The premise of Limetown is potentially spooky. Fifteen years ago, a small, secretive town in the Tennessee mountains simply disappeared. Or, rather, the 300-some neuroscientists who lived there, working on a Manhattan Project-style classified government program, did.
The only trace of them was a single charred and crucified corpse left behind on the town's main street. Other creepy but cryptic clues: a mass grave of pig carcasses—sacrifices? or results of an experiment gone wrong? and which would be more ominous?—and the presence of a 80-mile-long network of caves underneath the town, with entrances from every building.
Unfortunately, the premise is about all Limetown has going for it. The plot details are silly. For instance, when a single call for help came from the town that night ("Shut it off!" the caller yelled before the connection was broken), the police SWAT team that responded was prevented from entering by a private security force. Obeying whose orders? Nobody seems to have asked.
The town is still sitting there, protected only by a chain-link fence. But the houses and their contents are untouched since the moment their occupants disappeared. The army of squatters and grieving relatives camped just outside have never broken or taken anything. Which, I suppose, might be true if they were all public-radio listeners who were just there waiting for Garrison Keillor autographs. In Miami, where I live, there wouldn't have been two bricks left standing the next morning.
To the extent that Limetown has a point (other than whatever corporate perfidy ultimately turns out to be responsible for what happened), it seems to be that the 24-hour news cycle has so scrambled Americans' brains and scarred their souls that even the most profound tragedies have been forgotten by the weekend.

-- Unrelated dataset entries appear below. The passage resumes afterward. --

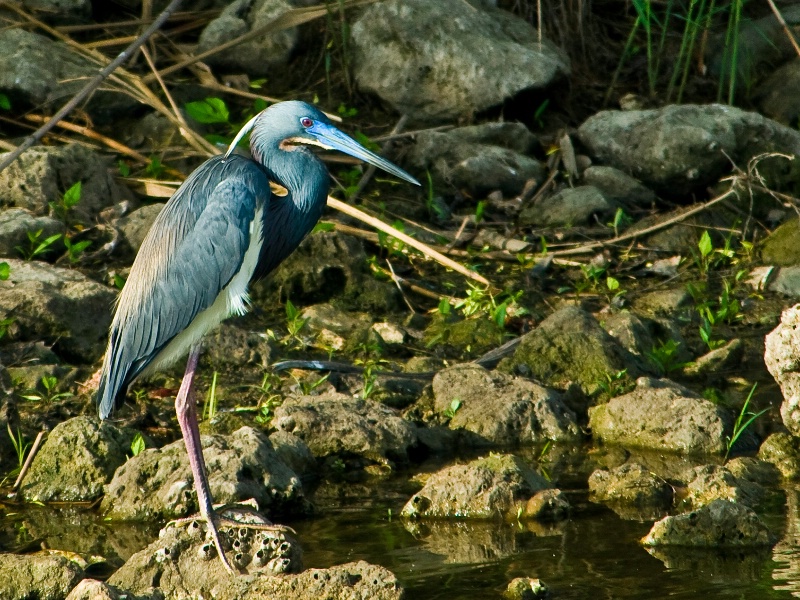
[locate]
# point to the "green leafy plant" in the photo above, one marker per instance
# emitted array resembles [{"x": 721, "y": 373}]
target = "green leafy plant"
[
  {"x": 137, "y": 445},
  {"x": 36, "y": 245},
  {"x": 67, "y": 202},
  {"x": 76, "y": 250},
  {"x": 744, "y": 420},
  {"x": 664, "y": 356},
  {"x": 50, "y": 393},
  {"x": 210, "y": 402},
  {"x": 450, "y": 411}
]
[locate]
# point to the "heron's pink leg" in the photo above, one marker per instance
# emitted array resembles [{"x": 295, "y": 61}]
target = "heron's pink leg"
[{"x": 186, "y": 408}]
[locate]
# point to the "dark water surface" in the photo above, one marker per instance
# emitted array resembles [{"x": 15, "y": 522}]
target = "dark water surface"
[{"x": 594, "y": 554}]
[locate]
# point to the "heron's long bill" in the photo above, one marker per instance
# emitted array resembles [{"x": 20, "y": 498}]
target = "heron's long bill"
[{"x": 330, "y": 137}]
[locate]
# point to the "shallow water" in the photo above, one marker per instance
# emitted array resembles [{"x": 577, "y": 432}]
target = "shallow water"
[{"x": 594, "y": 554}]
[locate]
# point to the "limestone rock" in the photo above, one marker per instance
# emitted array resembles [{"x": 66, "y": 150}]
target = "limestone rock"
[
  {"x": 79, "y": 457},
  {"x": 337, "y": 425},
  {"x": 720, "y": 524},
  {"x": 485, "y": 488},
  {"x": 661, "y": 415},
  {"x": 448, "y": 59},
  {"x": 59, "y": 306},
  {"x": 157, "y": 483},
  {"x": 501, "y": 409}
]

That, at least, is the thesis of the radio reporter Lia Haddock, who's looking into the disappearance 15 years later. "What makes the Limetown tragedy unique, what makes it worth the continuing discussion in spite of the collective moving on, she says in her news report, is the complete lack of context." (Or maybe she said "confidence," not context. For a radio reporter, she mumbles a lot.) In this, at least, Limetown is on the mark—a public-radio reporter who's interested not in what happened to the missing people, or why, but the media sociology of it.
Haddock is played by a stoic, foggy Jessica Biel (The Sinner), who seems to have found a few Quaaludes on the craft-services snack table. For somebody who finally has her dream job—as a little girl, she liked to put tiaras on the heads of her family members and conduct mock interviews with them—Lia seems curiously apathetic about her story, on which she's already worked for four months.

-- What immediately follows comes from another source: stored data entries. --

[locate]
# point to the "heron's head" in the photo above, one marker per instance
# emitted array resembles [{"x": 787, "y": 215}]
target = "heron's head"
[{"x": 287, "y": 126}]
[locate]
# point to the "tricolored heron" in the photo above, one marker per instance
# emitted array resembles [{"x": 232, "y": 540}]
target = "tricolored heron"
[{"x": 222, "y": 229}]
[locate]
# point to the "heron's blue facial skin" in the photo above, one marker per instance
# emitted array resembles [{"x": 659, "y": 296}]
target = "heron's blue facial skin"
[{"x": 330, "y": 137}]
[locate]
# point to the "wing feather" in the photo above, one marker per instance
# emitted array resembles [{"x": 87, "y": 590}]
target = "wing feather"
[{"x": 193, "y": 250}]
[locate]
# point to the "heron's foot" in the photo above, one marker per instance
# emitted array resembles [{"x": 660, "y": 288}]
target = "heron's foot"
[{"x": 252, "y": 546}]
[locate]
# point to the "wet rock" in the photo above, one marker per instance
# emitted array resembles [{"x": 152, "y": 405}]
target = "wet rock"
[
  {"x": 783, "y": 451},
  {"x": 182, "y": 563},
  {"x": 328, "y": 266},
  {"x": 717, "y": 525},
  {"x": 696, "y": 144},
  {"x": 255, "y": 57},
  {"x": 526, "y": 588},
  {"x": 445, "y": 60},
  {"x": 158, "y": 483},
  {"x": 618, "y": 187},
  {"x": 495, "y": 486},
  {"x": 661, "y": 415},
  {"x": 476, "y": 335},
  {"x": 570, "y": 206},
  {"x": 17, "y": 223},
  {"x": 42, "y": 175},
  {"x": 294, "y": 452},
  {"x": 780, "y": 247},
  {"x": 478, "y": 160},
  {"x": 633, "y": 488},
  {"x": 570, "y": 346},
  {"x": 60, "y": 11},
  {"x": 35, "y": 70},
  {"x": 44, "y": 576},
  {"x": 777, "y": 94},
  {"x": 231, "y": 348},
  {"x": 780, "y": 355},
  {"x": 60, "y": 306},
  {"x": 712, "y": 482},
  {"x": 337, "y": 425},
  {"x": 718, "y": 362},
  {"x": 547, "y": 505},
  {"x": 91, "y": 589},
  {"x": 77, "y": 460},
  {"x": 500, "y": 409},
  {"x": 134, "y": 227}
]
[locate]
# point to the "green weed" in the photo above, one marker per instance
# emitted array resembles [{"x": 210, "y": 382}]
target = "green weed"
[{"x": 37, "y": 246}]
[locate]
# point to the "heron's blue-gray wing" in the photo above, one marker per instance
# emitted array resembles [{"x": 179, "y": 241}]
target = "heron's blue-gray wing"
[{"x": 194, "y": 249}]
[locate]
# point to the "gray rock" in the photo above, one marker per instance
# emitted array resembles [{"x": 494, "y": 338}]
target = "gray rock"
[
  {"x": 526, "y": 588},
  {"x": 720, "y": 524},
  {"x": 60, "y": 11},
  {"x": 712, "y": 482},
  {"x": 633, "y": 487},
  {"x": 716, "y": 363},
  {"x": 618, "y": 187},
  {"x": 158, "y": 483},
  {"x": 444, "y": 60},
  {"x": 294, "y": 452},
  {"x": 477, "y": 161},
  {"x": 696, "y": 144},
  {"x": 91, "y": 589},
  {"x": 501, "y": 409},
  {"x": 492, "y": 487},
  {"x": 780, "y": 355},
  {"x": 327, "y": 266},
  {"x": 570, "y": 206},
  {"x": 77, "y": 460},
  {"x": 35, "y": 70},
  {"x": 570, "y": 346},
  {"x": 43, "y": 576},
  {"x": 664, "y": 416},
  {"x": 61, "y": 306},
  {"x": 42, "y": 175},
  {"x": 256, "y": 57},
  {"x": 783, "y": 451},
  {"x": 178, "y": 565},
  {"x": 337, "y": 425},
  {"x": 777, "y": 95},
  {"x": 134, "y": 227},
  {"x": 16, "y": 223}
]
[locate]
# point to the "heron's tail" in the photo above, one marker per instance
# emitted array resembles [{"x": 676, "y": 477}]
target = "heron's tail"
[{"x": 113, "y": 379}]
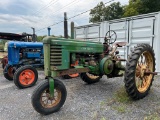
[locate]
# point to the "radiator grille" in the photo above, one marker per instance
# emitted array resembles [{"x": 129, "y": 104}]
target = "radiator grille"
[{"x": 56, "y": 55}]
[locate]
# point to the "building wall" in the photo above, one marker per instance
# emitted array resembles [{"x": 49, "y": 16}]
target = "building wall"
[{"x": 134, "y": 30}]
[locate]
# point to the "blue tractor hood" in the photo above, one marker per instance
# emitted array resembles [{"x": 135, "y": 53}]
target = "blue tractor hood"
[{"x": 25, "y": 44}]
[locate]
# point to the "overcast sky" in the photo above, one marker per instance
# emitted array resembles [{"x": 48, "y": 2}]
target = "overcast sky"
[{"x": 19, "y": 16}]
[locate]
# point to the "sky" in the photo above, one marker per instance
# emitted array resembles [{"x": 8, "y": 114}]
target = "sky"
[{"x": 17, "y": 16}]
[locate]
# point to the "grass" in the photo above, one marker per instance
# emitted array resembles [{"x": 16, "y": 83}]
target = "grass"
[
  {"x": 154, "y": 116},
  {"x": 120, "y": 108},
  {"x": 121, "y": 96}
]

Perhaps her drifting, disconnected performance is a writing, rather than acting, problem; the rest of the characters also seem to lack details, as if they weren't fully composed.
Whatever the case, Biel's Haddock makes Carl Kolchak look like Woodward and Bernstein. She has no idea what to ask her sources, or even how; she tapes one important interview by holding her phone up to the studio microphone, which will produce audio that sounds roughly like the screaming of bats.
Biel, by the way, seems completely on board with the idea that today's Americans can't hold anything in their heads more than 10 minutes at a time. When she first got the Limetown script, she told a (real) reporter at a screening earlier this month, she thought it was based on a true story. "I just thought I missed it, because our world is so insane that anything is possible really, right?" Biel explained. Move over, Nina Totenberg.